Autrefois, les restaurations consistaient à réparer, rénover, ou compléter un objet à l’aide des techniques employées pour leur fabrication. La “remise à neuf” s’attachait à une valeur d’usage, c’était un acte lié à la conséquence d'une mauvaise utilisation ou d’une dégradation.

 

Rénovation, Réparation, Restauration, Conservation ?

Tout est affaire de mesure.
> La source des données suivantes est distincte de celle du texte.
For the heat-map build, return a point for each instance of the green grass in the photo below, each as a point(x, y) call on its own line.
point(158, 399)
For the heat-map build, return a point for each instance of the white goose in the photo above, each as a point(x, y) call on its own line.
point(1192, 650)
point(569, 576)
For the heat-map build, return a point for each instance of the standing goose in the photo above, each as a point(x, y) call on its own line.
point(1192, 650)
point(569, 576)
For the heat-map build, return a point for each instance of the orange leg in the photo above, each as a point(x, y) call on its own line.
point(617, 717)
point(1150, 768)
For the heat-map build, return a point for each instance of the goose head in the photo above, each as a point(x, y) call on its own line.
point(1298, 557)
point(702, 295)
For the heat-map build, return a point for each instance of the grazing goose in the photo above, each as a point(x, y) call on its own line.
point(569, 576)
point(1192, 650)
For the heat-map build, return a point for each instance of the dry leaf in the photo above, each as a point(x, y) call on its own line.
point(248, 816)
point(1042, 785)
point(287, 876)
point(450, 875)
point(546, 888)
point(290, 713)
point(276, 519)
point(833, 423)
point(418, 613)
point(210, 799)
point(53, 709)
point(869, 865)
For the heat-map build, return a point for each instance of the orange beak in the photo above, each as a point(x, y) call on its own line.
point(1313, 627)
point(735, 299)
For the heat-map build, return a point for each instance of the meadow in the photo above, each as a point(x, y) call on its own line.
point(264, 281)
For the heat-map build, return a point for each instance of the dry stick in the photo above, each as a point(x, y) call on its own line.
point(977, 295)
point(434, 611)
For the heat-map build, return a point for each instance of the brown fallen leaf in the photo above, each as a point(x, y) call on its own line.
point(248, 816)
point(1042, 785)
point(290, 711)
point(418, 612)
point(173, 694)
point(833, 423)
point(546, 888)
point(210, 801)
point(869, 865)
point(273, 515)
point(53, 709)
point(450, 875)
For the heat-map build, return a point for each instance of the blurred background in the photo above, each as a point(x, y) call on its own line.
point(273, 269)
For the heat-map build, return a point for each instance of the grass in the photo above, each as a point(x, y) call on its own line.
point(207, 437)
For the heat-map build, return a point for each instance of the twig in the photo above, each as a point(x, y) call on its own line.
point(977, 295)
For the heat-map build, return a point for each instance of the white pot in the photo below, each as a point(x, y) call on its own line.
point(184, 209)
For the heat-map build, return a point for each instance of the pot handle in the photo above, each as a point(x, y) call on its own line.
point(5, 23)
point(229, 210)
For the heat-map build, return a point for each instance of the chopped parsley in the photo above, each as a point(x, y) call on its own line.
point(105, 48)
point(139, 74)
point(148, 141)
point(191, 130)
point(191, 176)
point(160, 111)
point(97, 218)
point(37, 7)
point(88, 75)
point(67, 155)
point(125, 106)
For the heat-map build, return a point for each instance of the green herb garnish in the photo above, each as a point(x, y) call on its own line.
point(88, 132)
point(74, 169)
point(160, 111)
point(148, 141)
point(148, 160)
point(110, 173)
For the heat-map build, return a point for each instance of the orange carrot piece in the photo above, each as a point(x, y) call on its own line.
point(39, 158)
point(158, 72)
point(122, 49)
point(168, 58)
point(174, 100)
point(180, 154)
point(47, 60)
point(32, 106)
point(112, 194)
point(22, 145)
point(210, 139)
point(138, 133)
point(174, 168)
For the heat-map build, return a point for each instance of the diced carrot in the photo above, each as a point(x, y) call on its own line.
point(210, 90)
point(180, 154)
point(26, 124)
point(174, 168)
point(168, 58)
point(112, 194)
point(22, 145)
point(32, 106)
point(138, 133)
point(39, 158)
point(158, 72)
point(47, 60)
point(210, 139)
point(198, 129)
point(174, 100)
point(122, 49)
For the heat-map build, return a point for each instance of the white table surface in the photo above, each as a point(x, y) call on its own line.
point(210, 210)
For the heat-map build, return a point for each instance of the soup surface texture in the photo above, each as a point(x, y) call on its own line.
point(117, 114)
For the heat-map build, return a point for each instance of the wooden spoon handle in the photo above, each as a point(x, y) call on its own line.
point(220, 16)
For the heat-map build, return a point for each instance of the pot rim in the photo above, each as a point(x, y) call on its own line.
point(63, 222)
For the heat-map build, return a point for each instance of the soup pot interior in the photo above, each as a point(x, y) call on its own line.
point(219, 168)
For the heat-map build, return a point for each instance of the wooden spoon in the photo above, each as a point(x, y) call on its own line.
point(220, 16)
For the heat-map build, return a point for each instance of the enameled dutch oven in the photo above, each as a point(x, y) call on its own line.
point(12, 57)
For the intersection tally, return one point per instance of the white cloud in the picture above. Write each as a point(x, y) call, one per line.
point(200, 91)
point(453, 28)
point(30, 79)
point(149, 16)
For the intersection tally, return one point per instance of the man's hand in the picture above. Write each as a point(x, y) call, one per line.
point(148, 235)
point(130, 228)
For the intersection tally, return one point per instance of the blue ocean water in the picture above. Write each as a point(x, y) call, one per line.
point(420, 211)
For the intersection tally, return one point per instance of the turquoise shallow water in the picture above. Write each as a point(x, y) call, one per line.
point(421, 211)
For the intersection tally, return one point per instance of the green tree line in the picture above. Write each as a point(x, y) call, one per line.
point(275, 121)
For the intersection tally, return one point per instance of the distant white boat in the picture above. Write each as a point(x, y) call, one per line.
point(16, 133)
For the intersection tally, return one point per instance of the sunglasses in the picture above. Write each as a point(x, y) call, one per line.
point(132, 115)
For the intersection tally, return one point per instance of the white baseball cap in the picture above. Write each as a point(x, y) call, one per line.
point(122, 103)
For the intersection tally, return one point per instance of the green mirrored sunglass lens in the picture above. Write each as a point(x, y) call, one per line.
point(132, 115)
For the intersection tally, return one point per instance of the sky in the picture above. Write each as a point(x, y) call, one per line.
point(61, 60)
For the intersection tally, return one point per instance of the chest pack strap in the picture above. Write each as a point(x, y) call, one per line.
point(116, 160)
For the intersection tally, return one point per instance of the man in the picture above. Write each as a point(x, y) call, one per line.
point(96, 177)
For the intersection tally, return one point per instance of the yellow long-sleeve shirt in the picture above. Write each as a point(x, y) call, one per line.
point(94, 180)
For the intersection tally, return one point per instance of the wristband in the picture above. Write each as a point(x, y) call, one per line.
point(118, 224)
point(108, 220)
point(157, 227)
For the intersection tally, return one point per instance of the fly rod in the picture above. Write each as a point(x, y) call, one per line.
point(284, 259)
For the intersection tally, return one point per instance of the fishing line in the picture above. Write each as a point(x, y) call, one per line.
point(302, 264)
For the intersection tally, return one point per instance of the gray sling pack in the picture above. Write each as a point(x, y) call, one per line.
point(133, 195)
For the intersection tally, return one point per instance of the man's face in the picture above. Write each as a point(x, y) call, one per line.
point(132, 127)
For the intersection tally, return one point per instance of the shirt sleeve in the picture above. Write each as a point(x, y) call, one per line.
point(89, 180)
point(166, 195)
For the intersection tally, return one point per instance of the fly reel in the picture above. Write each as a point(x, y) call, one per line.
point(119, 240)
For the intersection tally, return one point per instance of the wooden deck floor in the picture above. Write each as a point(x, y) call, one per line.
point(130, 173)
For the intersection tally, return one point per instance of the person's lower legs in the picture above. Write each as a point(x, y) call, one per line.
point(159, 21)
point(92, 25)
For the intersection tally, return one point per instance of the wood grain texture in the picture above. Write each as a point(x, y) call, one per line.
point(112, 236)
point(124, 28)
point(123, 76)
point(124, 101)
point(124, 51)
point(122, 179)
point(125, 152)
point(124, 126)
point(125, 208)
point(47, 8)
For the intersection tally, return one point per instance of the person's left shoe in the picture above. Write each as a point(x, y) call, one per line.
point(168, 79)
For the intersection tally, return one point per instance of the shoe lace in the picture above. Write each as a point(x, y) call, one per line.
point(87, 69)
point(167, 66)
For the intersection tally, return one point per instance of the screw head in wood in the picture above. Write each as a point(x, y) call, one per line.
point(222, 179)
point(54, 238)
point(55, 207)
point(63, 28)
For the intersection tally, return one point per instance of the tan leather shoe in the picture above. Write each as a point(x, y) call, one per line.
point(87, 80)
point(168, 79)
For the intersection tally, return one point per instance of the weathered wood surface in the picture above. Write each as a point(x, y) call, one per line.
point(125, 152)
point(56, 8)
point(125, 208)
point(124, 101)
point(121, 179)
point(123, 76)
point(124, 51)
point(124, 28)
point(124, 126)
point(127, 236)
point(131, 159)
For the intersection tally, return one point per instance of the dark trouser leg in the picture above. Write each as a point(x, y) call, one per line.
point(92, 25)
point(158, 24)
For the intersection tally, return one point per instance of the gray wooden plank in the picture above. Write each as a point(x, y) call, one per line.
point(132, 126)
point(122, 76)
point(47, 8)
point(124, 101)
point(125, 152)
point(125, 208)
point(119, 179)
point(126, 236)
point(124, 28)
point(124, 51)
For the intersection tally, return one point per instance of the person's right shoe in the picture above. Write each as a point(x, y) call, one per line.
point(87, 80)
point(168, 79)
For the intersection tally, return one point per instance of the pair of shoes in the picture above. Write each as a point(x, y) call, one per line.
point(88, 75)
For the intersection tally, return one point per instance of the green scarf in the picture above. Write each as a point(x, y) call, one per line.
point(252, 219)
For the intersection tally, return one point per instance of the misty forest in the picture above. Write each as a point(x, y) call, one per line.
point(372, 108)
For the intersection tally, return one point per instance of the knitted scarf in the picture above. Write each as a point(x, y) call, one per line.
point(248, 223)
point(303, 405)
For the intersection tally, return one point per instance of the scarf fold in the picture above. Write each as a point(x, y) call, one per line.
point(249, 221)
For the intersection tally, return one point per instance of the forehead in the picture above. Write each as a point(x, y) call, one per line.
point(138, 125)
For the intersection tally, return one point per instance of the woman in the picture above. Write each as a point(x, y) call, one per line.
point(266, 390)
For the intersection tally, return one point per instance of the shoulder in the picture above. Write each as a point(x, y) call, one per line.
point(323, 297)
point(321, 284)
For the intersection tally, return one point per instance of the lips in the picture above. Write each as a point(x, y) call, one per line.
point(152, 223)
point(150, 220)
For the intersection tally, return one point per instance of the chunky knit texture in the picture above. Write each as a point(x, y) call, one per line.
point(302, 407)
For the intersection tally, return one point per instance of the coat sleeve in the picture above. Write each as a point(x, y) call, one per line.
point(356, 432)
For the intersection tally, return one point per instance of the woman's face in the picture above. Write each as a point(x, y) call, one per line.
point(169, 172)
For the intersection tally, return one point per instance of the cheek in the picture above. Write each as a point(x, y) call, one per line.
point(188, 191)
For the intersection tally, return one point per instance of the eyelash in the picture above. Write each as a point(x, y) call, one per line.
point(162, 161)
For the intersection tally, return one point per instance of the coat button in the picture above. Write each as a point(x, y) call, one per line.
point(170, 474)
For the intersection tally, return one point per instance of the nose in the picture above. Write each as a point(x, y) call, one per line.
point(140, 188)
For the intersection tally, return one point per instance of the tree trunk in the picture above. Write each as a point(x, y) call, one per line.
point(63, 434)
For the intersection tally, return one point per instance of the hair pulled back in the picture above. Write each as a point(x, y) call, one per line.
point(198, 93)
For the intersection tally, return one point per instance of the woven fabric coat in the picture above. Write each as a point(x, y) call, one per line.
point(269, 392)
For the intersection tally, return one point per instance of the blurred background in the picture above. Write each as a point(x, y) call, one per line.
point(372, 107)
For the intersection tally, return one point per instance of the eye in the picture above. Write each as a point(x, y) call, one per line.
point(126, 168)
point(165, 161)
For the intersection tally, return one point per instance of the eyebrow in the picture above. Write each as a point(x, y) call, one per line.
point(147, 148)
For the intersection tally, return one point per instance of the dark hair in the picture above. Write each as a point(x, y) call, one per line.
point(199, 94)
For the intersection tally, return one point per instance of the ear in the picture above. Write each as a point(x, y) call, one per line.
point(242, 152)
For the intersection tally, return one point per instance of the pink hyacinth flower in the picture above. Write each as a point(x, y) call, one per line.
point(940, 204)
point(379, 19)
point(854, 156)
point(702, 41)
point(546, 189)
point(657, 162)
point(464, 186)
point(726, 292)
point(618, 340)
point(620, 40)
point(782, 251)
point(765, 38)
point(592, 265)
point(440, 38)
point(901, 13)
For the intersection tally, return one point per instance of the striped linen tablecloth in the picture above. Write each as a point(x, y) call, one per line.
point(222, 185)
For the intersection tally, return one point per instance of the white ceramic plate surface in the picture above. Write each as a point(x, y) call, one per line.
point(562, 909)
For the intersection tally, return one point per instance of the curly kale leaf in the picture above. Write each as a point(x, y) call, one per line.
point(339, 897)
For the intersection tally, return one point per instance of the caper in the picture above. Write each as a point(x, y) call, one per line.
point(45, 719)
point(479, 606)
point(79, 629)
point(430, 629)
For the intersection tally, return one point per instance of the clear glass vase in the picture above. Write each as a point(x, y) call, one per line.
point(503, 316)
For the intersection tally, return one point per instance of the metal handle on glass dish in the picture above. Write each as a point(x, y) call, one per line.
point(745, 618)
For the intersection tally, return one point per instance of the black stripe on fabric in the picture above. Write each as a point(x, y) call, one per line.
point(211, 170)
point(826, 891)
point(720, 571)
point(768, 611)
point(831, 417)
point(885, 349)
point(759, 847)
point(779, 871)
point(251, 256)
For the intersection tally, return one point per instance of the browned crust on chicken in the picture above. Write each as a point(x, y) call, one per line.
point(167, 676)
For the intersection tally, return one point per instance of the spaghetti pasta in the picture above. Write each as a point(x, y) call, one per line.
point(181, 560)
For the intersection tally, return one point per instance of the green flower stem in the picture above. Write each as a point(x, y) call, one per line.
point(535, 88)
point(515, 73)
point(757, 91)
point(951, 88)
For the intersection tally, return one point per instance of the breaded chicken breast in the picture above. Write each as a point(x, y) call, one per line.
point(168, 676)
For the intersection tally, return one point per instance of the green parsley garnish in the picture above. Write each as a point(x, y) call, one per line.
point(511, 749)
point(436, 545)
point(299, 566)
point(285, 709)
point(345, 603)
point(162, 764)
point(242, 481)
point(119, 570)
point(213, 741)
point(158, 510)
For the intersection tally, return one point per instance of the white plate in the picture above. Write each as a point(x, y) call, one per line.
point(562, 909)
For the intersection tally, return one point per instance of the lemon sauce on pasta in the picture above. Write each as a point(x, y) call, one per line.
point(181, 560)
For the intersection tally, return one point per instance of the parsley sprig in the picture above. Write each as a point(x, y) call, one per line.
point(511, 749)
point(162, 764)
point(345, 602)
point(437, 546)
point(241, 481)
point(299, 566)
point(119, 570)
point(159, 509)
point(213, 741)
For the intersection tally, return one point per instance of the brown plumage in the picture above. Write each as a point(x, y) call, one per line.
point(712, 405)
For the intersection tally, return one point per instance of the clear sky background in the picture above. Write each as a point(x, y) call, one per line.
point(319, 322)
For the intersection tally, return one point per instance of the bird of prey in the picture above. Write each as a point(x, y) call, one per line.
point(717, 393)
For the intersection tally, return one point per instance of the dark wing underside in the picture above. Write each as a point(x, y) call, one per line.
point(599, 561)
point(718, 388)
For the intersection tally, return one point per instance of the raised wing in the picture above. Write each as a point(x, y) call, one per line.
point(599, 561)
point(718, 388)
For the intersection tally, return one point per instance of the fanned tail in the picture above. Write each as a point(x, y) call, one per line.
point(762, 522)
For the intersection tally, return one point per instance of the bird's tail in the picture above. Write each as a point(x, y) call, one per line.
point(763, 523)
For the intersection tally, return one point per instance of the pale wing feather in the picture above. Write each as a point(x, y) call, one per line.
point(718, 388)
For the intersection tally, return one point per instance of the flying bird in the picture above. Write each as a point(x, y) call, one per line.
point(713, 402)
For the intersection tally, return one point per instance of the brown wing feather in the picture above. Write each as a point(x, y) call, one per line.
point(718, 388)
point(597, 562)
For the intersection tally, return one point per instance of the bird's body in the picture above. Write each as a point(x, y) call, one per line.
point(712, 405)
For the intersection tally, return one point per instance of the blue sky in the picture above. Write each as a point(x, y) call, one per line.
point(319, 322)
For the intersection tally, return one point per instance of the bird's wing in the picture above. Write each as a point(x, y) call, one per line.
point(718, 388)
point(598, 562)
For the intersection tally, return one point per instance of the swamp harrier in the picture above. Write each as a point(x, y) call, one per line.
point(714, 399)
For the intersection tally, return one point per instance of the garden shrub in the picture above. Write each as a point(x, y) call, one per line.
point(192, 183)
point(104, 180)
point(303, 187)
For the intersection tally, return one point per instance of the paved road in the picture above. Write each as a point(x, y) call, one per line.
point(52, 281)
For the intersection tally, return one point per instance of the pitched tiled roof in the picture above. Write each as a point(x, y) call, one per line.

Une bonne intervention commence par la stabilisation dans le souci de faire perdurer l’existant.

 

Les progrès dans la connaissance des matériaux, des techniques et l’histoire des œuvres permettent de mieux comprendre leurs phénomènes d’altérations et leurs dégradations.

 

La première problématique est de fixer des objectifs de résultats, tout en faisant apprécier l’incompétence à restituer ce qui a disparu.

 

Règles d’éthique :

 

Je vous propose d’intégrer une valeur historique dans des options de conservation.

La restauration est un remède supplémentaire pour palier aux insuffisances de la conservation.

 

Ainsi, de nouvelles exigences apparaissent : lisibilité, réversibilité, et interventions raisonnées.

Ma démarche professionnelle et ma pratique de la Conservation Restauration sont fondées sur ces critères.

 

Je m’engage ainsi à respecter :

 

            - L’intégrité esthétique, historique et physique des biens confiés.

            - L’équilibre des opérations nécessaires à la mise en valeur et des impératifs pour assurer une conservation à long terme.

            - les limites de mes compétences.